Where is the enthusiasm for the Tory leader?
If there ever was a friendly audience for a Conservative leader, ARC ought to be it. The conference – which was co-founded by Sir Paul Marshall, proprietor of The Spectator – is nothing if not a staunch platform for social conservatism, and has attracted large audiences for the likes of Jordan Peterson. Yet the polite applause – lukewarm and sporadic might be better words – awarded to Badenoch contrasts somewhat awkwardly with the adulation which seems to greet Andy Burnham wherever he goes at the moment.
It is not that there was anything wrong with what Badenoch had to say. She touched on all the areas which ought to press the right buttons with conservatives.
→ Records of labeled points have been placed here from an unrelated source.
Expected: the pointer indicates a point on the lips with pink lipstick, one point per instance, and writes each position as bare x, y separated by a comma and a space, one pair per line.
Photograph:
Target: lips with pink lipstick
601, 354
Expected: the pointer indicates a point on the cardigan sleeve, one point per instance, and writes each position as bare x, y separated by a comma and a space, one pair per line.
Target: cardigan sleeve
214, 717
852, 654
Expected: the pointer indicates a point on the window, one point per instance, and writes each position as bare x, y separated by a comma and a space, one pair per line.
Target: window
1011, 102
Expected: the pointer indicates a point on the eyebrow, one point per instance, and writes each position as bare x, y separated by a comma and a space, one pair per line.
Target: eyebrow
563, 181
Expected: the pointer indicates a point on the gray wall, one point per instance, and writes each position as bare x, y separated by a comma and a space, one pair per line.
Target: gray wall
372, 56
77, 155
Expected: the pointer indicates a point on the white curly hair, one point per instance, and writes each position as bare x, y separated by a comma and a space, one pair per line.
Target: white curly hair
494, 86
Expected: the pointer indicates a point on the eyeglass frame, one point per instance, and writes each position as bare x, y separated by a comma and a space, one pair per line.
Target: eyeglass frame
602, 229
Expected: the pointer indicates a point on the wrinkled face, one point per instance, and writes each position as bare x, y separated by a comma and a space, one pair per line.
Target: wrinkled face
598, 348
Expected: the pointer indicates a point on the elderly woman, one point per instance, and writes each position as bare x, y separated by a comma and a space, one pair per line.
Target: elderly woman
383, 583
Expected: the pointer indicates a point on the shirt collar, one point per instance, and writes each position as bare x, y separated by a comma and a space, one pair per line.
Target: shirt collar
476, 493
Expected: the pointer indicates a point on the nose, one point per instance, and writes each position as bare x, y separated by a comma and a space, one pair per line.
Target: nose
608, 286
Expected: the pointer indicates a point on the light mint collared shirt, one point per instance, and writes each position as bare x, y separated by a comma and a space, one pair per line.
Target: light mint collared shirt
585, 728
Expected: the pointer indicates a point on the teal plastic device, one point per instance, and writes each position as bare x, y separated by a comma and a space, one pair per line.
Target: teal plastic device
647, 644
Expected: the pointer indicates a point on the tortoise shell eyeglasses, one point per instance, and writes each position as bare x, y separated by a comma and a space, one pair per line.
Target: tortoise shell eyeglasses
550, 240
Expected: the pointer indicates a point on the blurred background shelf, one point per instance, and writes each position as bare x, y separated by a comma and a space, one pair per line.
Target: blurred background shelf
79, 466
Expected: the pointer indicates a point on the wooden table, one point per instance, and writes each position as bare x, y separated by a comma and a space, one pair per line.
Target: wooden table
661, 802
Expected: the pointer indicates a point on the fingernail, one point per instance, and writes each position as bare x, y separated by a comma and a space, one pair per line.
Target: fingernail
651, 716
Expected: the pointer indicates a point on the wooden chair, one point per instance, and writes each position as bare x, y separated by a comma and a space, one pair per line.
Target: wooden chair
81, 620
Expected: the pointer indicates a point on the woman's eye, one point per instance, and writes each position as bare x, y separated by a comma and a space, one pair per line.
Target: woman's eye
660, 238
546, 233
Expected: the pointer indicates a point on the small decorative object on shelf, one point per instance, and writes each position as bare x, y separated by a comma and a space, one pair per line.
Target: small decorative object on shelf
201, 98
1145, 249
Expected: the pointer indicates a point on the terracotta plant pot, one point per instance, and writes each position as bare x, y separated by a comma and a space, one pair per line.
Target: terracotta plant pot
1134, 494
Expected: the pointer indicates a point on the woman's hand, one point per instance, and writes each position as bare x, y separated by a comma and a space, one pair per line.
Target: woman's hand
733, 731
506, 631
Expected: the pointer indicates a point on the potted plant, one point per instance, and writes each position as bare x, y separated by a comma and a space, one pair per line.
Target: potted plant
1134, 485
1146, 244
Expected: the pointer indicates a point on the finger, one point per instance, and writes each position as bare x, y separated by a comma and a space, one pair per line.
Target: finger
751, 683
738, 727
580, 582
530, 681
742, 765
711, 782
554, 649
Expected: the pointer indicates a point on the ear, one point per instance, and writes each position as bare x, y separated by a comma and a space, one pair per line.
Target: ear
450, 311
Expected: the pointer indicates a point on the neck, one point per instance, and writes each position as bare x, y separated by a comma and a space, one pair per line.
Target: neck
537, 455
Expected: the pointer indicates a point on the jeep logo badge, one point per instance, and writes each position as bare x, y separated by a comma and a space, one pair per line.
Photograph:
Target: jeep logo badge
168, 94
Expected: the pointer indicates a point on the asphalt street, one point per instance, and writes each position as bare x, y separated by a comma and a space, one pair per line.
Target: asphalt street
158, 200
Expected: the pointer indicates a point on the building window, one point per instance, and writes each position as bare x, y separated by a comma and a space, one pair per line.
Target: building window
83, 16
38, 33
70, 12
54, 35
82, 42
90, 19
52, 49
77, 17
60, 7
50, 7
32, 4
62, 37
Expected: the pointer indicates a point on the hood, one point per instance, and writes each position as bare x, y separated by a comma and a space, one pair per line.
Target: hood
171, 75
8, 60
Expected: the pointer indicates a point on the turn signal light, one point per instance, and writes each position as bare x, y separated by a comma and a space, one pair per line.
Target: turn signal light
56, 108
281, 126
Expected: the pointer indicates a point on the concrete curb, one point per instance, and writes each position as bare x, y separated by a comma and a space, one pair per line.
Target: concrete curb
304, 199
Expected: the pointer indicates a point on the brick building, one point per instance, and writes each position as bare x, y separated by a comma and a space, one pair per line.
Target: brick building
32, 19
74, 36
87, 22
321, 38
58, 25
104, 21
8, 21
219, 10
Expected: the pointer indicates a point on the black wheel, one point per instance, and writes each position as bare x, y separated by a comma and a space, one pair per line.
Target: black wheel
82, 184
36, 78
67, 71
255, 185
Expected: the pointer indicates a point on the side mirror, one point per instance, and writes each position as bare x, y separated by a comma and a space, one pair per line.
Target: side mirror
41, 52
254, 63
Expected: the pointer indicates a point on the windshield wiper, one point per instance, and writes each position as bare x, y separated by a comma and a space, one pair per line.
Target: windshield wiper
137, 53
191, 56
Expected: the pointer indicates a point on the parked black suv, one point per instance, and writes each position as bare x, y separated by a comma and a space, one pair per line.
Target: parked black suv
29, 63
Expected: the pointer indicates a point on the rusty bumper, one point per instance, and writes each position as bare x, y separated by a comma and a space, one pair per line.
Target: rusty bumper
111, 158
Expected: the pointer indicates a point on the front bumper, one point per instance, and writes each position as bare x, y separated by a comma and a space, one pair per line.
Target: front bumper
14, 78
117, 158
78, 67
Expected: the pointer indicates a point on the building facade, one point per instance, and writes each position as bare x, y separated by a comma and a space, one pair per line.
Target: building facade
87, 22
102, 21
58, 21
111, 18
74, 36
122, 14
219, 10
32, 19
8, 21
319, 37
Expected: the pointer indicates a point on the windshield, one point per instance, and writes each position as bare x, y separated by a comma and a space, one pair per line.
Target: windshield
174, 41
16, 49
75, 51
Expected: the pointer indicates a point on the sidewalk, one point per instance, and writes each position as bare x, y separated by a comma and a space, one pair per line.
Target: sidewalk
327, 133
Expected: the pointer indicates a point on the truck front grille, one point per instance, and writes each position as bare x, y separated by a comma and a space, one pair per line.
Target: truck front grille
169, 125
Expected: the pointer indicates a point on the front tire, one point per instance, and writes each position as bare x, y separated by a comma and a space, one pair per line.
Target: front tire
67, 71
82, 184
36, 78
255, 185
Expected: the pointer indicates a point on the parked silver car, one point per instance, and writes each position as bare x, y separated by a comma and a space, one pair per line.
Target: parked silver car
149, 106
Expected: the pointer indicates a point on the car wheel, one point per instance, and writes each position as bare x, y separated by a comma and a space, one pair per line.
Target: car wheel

On the issue of family, she went a little further than mainstream politicians have dared to go for many years, attacking a culture which promotes the joys of childlessness over those of raising a family – while also suggesting that we needn’t expect much in the way of tax breaks for parents should the Conservatives find their way back to power as these have never worked well.
Badenoch made the case for a ‘high growth, low immigration economy’ in which welfare reform – getting people off benefits when they don’t need to be on them – is used to expand the workforce rather than opening the doors to migrant workers. She suggested that a future Conservative government would produce £25 billion of revenue from reopening the North Sea to new licences, and that part of this would be used to reduce energy bills.
VAT – which is levied at 5 per cent on energy bills – would be removed from them for five years. Badenoch reiterated that she would abolish Net Zero targets, telling her audience that she was one of only two MPs who spoke up to oppose Net Zero when it was infamously debated in the Commons in the dying days of Theresa May’s government without even a vote. (Actually, what she said in the debate was: “Many of my constituents, especially schoolchildren, will be delighted by this announcement, but others are rightfully sceptical about the costs. What steps will the Minister take to ensure that the plan will be achievable and affordable?” She didn’t exactly denounce Net Zero).
But that aside, will any of this really gain traction if it cannot even rouse a paying audience of conservatives? There is a serious danger that Andy Burnham’s putsch against Keir Starmer will change the mood music of politics. He doesn’t seem to have to hold reasoned, consistent views on anything to be treated as the messiah. His flip-flops on fiscal policy, Waspi women and rejoining the EU seem to go unnoticed – and unpunished. Burnham already seems to be on a honeymoon during Starmer’s political funeral.
Meanwhile, there seems little momentum for anyone on the Right. Reform UK, for the moment at least, seems in a bit of a retreat following three disappointing by-elections in a row. Badenoch, who ought to be benefitting from Reform’s poor showing as well as from Labour’s civil war, seems to be reduced to a faint voice in the wilderness, unable to stir what should be a friendly crowd. It is as if conservatives, in common with the wider public, are still not ready to entertain the possibility of a Conservative government, so fresh do the failures of the last one still stick in the mind.
Admittedly, conservativism doesn’t tend to produce Martin Luther Kings. Rousing speeches and rallies are its antithesis. Nevertheless, I can’t help feeling from what we have seen in recent days, Burnham might be capable of winning a general election should be decide to go quickly, before he has given his ill-defined policies chance to fail. The voters that Labour has lost to the Greens might well return to the fold, as might some from Reform UK.
In another three years things might be very different. By then a fiscal crisis may well have turned political debate on its head, and the public be in the mood for electing steady pairs of hands. But for the moment the centre-right is not even generating smoke and dust. Conservatism seems hardly to be in the game at all.